Poll: Majority of viewers don’t want to pay for biased BBC

The BBC has suffered another blow to its credibility thanks to a poll that has found only 19% of the public is opposed to scrapping the £158 licence fee, with a majority (56%) actively in favour.

The 1,700-strong poll conducted by Redfield and Wilton calls into question the sustainability of the licence fee model for a service that compares less and less favourably with well-established commercial television networks such as Sky and ITV and digital rivals like Netflix.

At the heart of the BBC’s battle is impartiality, but the Redfield and Wilton poll finds perceptions of BBC bias are as bad as ever. Exactly a third of those polled agreed with the statement: “The BBC is not impartial and balanced, and there is a need for another news channel to offer a different perspective.”

Could that news channel be “right-leaning” GB News that is soon to go live? 25-year veteran of presenting BBC politics, Andrew Neil has been making an impressive pitch for GB News this weekend, saying, with an obvious nod to his former employer, that the UK media is “too metropolitan, too southern and too middle-class”.

A BBC spokesperson defended the public broadcaster, saying: “Impartiality is the cornerstone of the BBC and polling routinely shows we are by far the most trusted provider of news in the UK.  The licence fee continues to ensure the BBC is an independent, universal broadcaster, committed to serving all audiences and is the agreed method of funding until at least 2027.”

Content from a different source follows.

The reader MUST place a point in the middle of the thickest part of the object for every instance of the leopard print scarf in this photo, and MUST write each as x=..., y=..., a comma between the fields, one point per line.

As the poll shows, this statement will ring hollow with many viewers. Unsurprisingly, conservative voices jumped on the findings, urging reform.

Julian Knight, chair of the Commons’ Digital, Culture, Media and Sport committee said: “This poll shows what an uphill battle [director-general, Tim Davie] has. It’s clear that many licence fee payers feel the BBC is out of touch with their lives.”

Knight was joined by Alun Cairns, a former Welsh Secretary: “I have been concerned that the BBC has been losing the confidence of the public for some time and this survey seems to confirm it. There is the need for a cultural change and to represent and stand up for British interests.”

MP for Shipley, Philip Davies echoed Neil’s comments and said the BBC needs urgent reform: “This poll shows that the days of the licence fee are numbered, and the sooner the BBC accepts that and embraces that the better for everyone. The BBC have ruined their reputation for impartiality and are completely out of step and out of touch with huge swathes of the country.

“They have retreated into a metropolitan, London-centric, left-wing, politically correct, virtue signalling, woke bubble and the public have clearly had enough.”

The hugely successful Defund the BBC campaign said the poll vindicated its push for members of the public to stop paying the licence fee and risk massive fines: “These figures show that the government’s live TV tax no longer has public support. The BBC does not meet its obligations to represent those who are forced to pay for it or to deliver impartial news coverage and programming.

“Our supporters want the BBC stand on its own two feet financially and seek out a global paying audience.” 

The survey comes on the back of a tough week for the BBC. On Wednesday, the director-general announced £400 million in cuts to help meet the shortfall in funding stemming from unpaid licence fees and spiralling disinterest in BBC programming.

The next day, the broadcaster was heavily mocked for suggesting licence fee payers should be forking out almost three times as much as they are currently.